И заплакал. Мама села на застеленную утром кровать, на которой мы обычно сидели вдвоем, так как другой мебели у нас не было, положила мне на голову руку, погладила и сказала:
– Не плачь, сынок. Сталин был плохим человеком…
Я растерялся. Никогда ранее мама ничего подобного мне не говорила. В школе же нам внушали, что Сталин – гений, что он никогда не ошибается, все и всегда делает правильно, живет для народа и что все советские люди, включая и нас самих, его беззаветно любят. Мамины слова шли вразрез с тем, что мне говорили в школе.
Сталина я раньше видел. В кино. В Бодайбо в единственном в городе кинотеатре, куда мы, ребятишки, ходили по воскресеньям, перед каждым киносеансом прокатывали документальный киножурнал «Новости дня», где вождя иногда показывали. Помню, даже перед кинолентой «Тарзан», в титрах которой стояло: «Этот фильм взят в качестве трофея после победы над Германией в Великой Отечественной войне», обязательно шел этот киножурнал с официальной хроникой.
Однажды слышал и голос. Причем не на пластинке, а вживую, по радио.
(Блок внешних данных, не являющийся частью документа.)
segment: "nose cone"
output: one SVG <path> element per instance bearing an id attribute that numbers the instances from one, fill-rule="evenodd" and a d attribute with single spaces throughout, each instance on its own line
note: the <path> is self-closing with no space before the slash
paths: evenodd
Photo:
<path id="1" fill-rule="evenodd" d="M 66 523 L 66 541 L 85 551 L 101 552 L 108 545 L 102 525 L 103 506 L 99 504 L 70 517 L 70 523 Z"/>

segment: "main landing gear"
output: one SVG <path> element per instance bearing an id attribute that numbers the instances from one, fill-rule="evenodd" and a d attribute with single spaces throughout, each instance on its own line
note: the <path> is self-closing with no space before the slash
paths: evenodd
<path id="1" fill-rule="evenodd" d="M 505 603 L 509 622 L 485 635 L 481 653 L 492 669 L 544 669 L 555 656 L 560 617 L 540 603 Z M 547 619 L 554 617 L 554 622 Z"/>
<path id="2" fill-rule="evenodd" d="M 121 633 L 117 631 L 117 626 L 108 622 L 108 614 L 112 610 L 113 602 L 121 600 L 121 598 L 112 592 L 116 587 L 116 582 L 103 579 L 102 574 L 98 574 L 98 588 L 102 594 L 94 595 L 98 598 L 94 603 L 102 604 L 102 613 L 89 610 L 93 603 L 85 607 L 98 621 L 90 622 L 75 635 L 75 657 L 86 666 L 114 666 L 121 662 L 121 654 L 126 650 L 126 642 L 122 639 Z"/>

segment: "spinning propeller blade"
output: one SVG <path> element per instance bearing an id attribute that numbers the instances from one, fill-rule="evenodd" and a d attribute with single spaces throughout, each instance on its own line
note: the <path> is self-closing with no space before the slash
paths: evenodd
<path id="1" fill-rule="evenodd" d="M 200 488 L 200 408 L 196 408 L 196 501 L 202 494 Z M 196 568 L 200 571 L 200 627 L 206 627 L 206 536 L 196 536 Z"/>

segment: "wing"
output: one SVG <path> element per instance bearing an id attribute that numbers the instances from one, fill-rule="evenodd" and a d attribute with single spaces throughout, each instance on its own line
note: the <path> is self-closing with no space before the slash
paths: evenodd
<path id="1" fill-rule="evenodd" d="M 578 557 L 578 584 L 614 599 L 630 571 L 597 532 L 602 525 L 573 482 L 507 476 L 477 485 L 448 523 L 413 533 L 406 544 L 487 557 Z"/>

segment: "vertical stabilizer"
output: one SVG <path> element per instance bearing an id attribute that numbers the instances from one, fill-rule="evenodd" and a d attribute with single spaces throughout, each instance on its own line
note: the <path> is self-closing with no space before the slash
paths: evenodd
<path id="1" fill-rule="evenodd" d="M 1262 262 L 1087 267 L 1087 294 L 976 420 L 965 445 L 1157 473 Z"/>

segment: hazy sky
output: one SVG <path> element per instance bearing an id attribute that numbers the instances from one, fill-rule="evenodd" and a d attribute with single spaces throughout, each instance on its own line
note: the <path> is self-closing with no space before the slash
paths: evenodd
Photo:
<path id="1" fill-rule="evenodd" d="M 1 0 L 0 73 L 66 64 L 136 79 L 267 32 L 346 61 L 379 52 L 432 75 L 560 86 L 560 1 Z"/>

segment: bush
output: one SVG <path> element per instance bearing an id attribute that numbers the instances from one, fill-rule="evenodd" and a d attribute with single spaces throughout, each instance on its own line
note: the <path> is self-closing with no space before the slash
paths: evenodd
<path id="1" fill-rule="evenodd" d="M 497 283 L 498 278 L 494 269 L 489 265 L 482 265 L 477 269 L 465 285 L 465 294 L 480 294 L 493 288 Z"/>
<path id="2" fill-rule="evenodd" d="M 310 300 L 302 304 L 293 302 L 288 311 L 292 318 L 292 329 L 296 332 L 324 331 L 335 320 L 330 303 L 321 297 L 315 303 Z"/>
Запечатлелся в памяти его глуховатый тембр, неторопливо выговариваемые с заметным грузинским акцентом слова. Речь, о которой я говорю, транслировалась по радио, по-моему, 2 сентября 1945 года. Смысла сказанного я, естественно, не понял, а вот голос запомнился. Наверное, слышал я его и раньше, все слушали его редкие выступления по радио, но в памяти не отложилось, мал был. А в сентябре 1945-го мне было уже 6 лет и 7 месяцев.
Фраза мамы о том, что Сталин был «плохим человеком», тогда, в марте 1953 года, меня потрясла. Но смысл ее я понял много позже. Уже после 1956 года от мамы узнал, что политический курс Сталина железным катком прокатился по судьбе всей нашей семьи. Во время коллективизации в крупном сибирском селе Успенка Тюменской области семья наша была раскулачена. И это обстоятельство аукалось мне потом всю жизнь. Вот только один пример.
В 1960 году, когда я служил в армии в Чите, почти весь личный состав нашей части перевели в создававшееся рядом ракетное подразделение. Но меня, секретаря комсомольской организации мотопехотного полка, оставили на прежнем месте. Мне не хотелось расставаться с моими товарищами-сослуживцами, особенно с моим другом, талантливым солдатским поэтом Игорем Красиковым, и я пошел к полковому особисту (так в полку называли представителя КГБ, а именно он и отбирал солдат для перевода в ракетную часть), выразив просьбу продолжить службу в ракетном подразделении. Майор внимательно посмотрел на меня, помолчал, а потом сказал:
– Ракетный полк, рядовой Кузнечевский, – часть особой секретности. А ты что, забыл, что у тебя отец и дед раскулачены? Ты-то, может быть, и забыл, да мы помним.
Я вспыхнул:
– Мой отец, младший сержант Кузнечевский, в декабре 1941 года в составе сибирской дивизии воевал под Москвой, был ранен при взятии железнодорожного вокзала города Калинина, а после госпиталя был переброшен в Ленинград и в апреле 1942 года погиб…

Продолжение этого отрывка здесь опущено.